膵炎を二度経験して、 食餌には特に気をつけています。

2024/01/04 公開

  • 中医学体験談

膵炎を二度経験して、 食餌には特に気をつけています。

<中医学体験談10>下痢と嘔吐、激しい痛みで苦しんだ「うふちゃん/キャバリア・キングチャールズ・スパニエル♀(5歳)」。Aさん(兵庫県神戸市)は前に飼っていた犬も急性膵炎になったことがあり、このコの場合もまったく同じ症状だったので急いで病院へ行きました。

 

1歳のときです。検査の結果やはり急性膵炎との診断で、1週間ほど入院して点滴を受けました。退院してからは、脂肪分の多い食餌はよくないということで、低脂肪のペットフードに変えていたのですが、もう大丈夫だろうと普通のペットフードに戻したら、半年後にまた同じ症状が。また緊急入院するはめになりました。このままではよくなってもまた再発してしまう。体質から改善しなければいけないと、主治医の先生が漢方治療を勧めてくださいました。

膵炎がよくなってもウンチが柔らかいことが多く、このコはお腹が弱いのかなと心配でした。

またキャバリアにしては毛が短めで、それも気になっていたのですが、数種類のサプリメントを処方していただき、この3年間で、どんどん元気になってきました。お腹をこわすこともなくなり、今は健康な状態が維持できています。短かった耳のあたりの毛も伸びて、きれいになりました。
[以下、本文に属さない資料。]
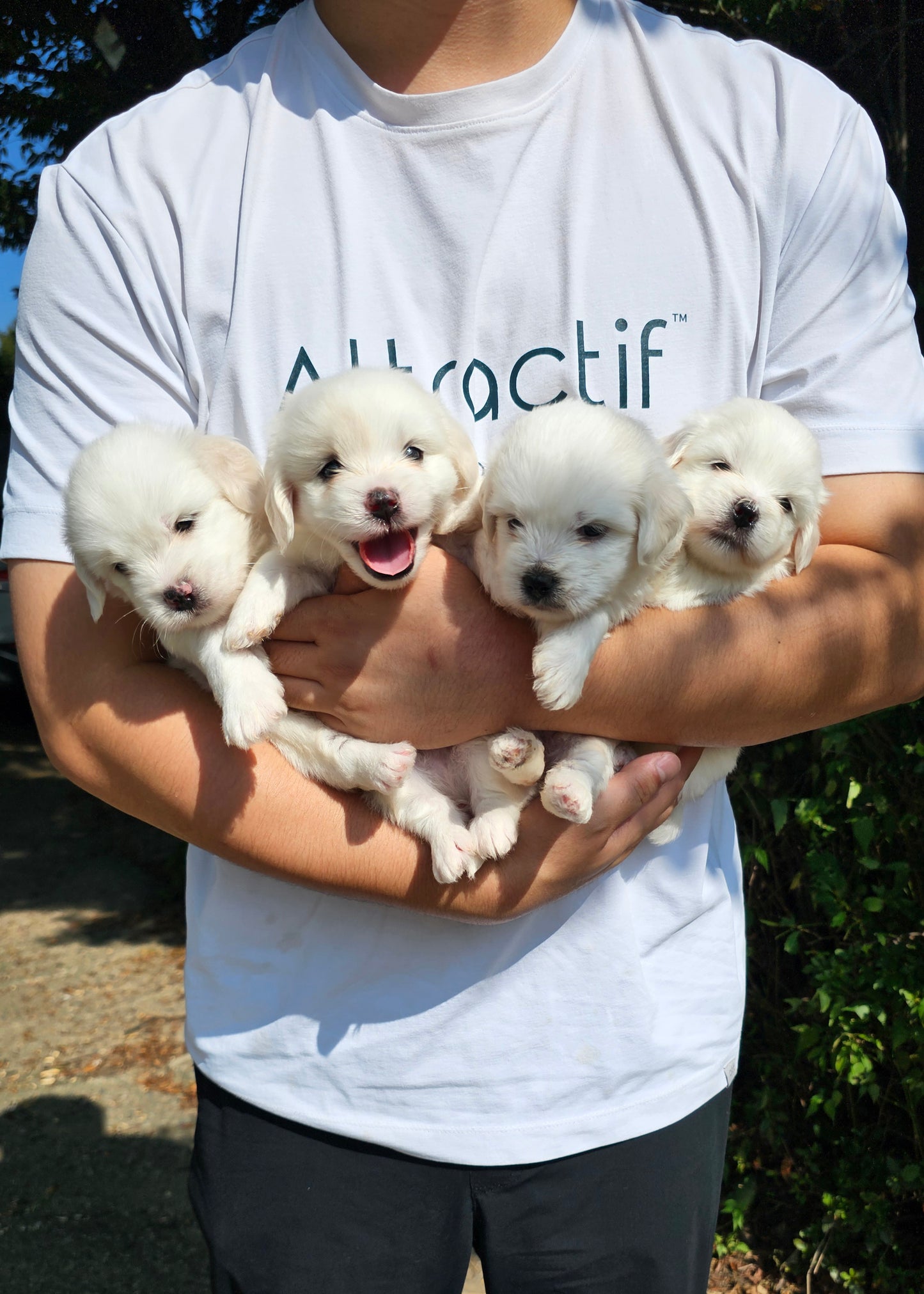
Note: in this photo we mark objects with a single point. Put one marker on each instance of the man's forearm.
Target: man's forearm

先生からは、体調がよくなれば毛や爪もきれいになると聞いていましたので、まさにその通りです。今もサプリを続けながら、特に食餌には気をつけています。ペットフードにキャベツとササミを混ぜたり、先生から指導いただいて季節に合った旬の食材を食べさせたりしています。

 

 

 

再発を防ぎ、健康を維持。養生を目的に処方しています。

獣医師/神田 優子先生

初診時は毛の量が少なくて硬く、痩せぎみで、舌の色は薄かったです。一見元気そうには見えても、本当に十分元気とは言えない状態と診断しました。膵炎を再発しないことと、下痢や嘔吐をしない体質づくりを一番の目的として中医学サプリを処方し、並行して毛艶を改善し、被毛をしっかり養うための治療も行ってきました。高脂肪食やストレスも膵炎や胃腸疾患の原因になりますので、オーナー様には脂肪分の少ない食餌や手づくり食などを提案し、ご協力いただけたのもよかったと思います。
現在は、1〜2歳の頃の不安定な状態は見られず、体調はうまくコントロールできていると思います。しかし年齢や季節などによって体調も体質も変わりますので、月に1回ぐらい来院していただいて、体の様子を見たり触ったりして健康を確認しています。そうすることでオーナー様も安心でき、ワンちゃんとより楽しく過ごせるのでないかと考えています。